Eirka
écrit à

   


Sacha Guitry

     
   

Pauline Carton 

    Bonsoir Monsieur,
 
J'ai lu toute votre oeuvre ou presque, j'ai visionné tous vos films et vos adaptations cinématographiques. J'avoue avoir été séduit(e) au plus haut point par Les Perles de la Couronne et Le Trésor de Cantenac. Mais là ne sont pas les motifs de ma lettre de ce jour.
 
En effet, on peut dire que Pauline Carton est omniprésente à vos côtés. D'ailleurs, dans Le Comédien, il est cette scène où vous lui posez la question du nombre d'années de son dévouement à votre service. Certes, ceci est fait par le jeu des comédiens, mais n'est-ce pas là, indirectement, une sorte d'hommage à celle qui vous a accompagné bon nombre de fois, que ce soit sur les planches ou derrière la caméra?
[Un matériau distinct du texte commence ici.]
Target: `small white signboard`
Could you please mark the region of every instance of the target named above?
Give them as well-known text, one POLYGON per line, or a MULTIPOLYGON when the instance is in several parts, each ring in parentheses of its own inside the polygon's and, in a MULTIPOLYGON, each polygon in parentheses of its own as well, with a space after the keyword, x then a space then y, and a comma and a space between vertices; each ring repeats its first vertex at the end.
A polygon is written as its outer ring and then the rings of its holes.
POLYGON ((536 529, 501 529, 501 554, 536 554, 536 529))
Qu'est-ce qui vous a unis, qu'est-ce qui vous a tant plu chez Pauline Carton pour qu'elle demeure si fidèle à votre oeuvre?
 
Je vous sais amoureux des belles femmes, et celles qui vous ont accompagné, de Jacqueline Delubac à Lana Marconi, avaient ce charme singulier et cette beauté ravageuse qui nous feraient pardonner ce que nous ne pardonnerions pas en temps normal (si je puis dire). Mais, si on se réfère à une esthétique du bon goût (que je déteste ce terme!), une valeur de la beauté féminine occidentale, alors, avec tout le respect que nous lui devons, Pauline Carton n'entre pas dans ces critères si restrictifs, même si agréables pour le ravissement des yeux. Serait-ce une des raisons qui auraient empêché une idylle entre cette dame et vous?
 
Cordialement
 
EirKa



Monsieur,

Je vais essayer de répondre à cette question avec franchise et en restant courtois envers ces femmes, mes femmes, que vous évoquez. Pauline Carton a été et reste pour moi, une actrice, que dis-je, une Actrice majuscule. Non seulement elle incarnait à la perfection, si la perfection existe, les rôles que je lui confiais, mais encore sa fidélité était incomparable. Pensez que, lorsque je fus incarcéré, je reçus quelques heures avant ma possible et probable exécution, un message ainsi libellé:

«Mon cher Patron, je ne sais pas où vous êtes, mais je donnerais cher pour y être avec vous.

Pauline CARTON»

Quand vous lisez ces mots, dans ces circonstances, n'est-ce pas la meilleure preuve que cette femme était exceptionnelle comme le lien qui nous unissait?

Quand on a ce genre de rapports avec une femme, pourquoi vouloir une idylle qui s'éteindra sûrement alors que notre relation inimitable n'a jamais failli?